Wednesday, January 31, 2018 — 10:30 AM EST

**Modern Classification with Big Data**

Rapid advances in information technologies have ushered in the era of "big data" and revolutionized the scientific research. Big data creates golden opportunities but has also arisen unprecedented challenges due to the massive size and complex structure of the data. Among many tasks in statistics and machine learning, classification has diverse applications, ranging from improving daily life to reaching the new frontiers of science and engineering. This talk will discuss the envisions of broader approaches to modern classification methodologies, as well as computational considerations to cope with the big data challenges. I will present a modern classification method named data-driven generalized distance-weighted discrimination. A fast algorithm with an emphasis on computational efficiency for big data will be introduced. Our method is formulated in a reproducing kernel Hilbert space, and learning theory of the Bayes risk consistency will be developed. In addition, I will use extensive benchmark data applications to demonstrate that the prediction accuracy of our method is highly competitive with state-of-the-art classification methods including support vector machine, random forest, gradient boosting, and deep neural network.

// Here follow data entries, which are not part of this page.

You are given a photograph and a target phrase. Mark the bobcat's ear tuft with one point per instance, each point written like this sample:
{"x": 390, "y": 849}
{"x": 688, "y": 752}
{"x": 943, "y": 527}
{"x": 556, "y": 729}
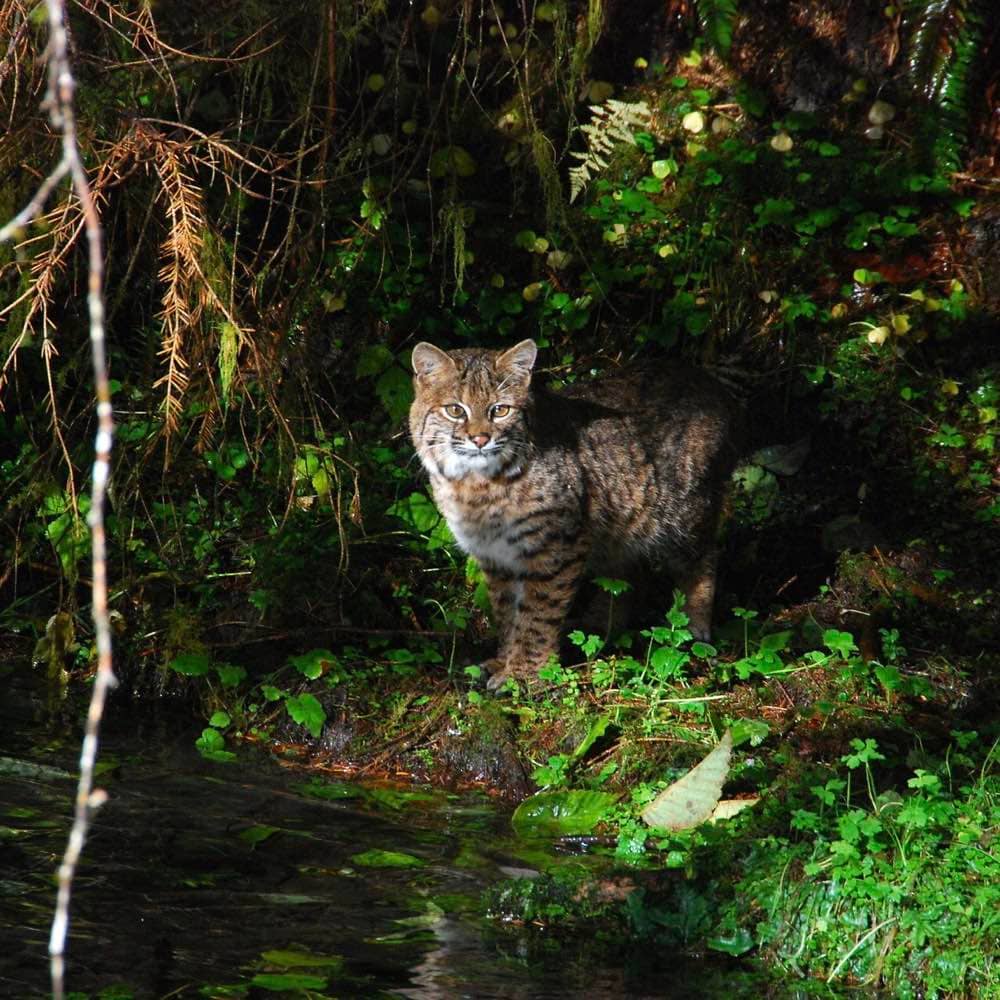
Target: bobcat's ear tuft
{"x": 429, "y": 361}
{"x": 519, "y": 360}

Monday, January 29, 2018 — 10:10 AM EST

This seminar has been cancelled.

Thank you.

Friday, January 26, 2018 — 10:30 AM EST

**Inference for statistical interactions under misspecified or high-dimentional main effects**

An increasing number multi-omic studies have generated complex high-dimentional data. A primary focus of these studies is to determine whether exposures interact in the effect that they produce on an outcome of interest. Interaction is commonly assessed by fitting regression models in which the linear predictor includes the product between those exposures. When the main interest lies in interactions, the standard approach is not satisfactory because it is prone to (possibly severe) type I error inflation when the main exposure effects are misspecified or high-dimentional. I will propose generalized score type tests for high-dimentional interaction effects on correlated outcomes. I will also discuss the theoretical justification of some empirical observations regarding Type I error control, and introduce solutions to achieve robust inference for statistical interactions. The proposed methods will be illustrated using an example from the Multi-Ethnic Study of Atherosclerosis (MESA), investigating interaction between measures of neighborhood environment and genetic regions on longitudinal measures of blood pressure over a study period of about seven years with four exams.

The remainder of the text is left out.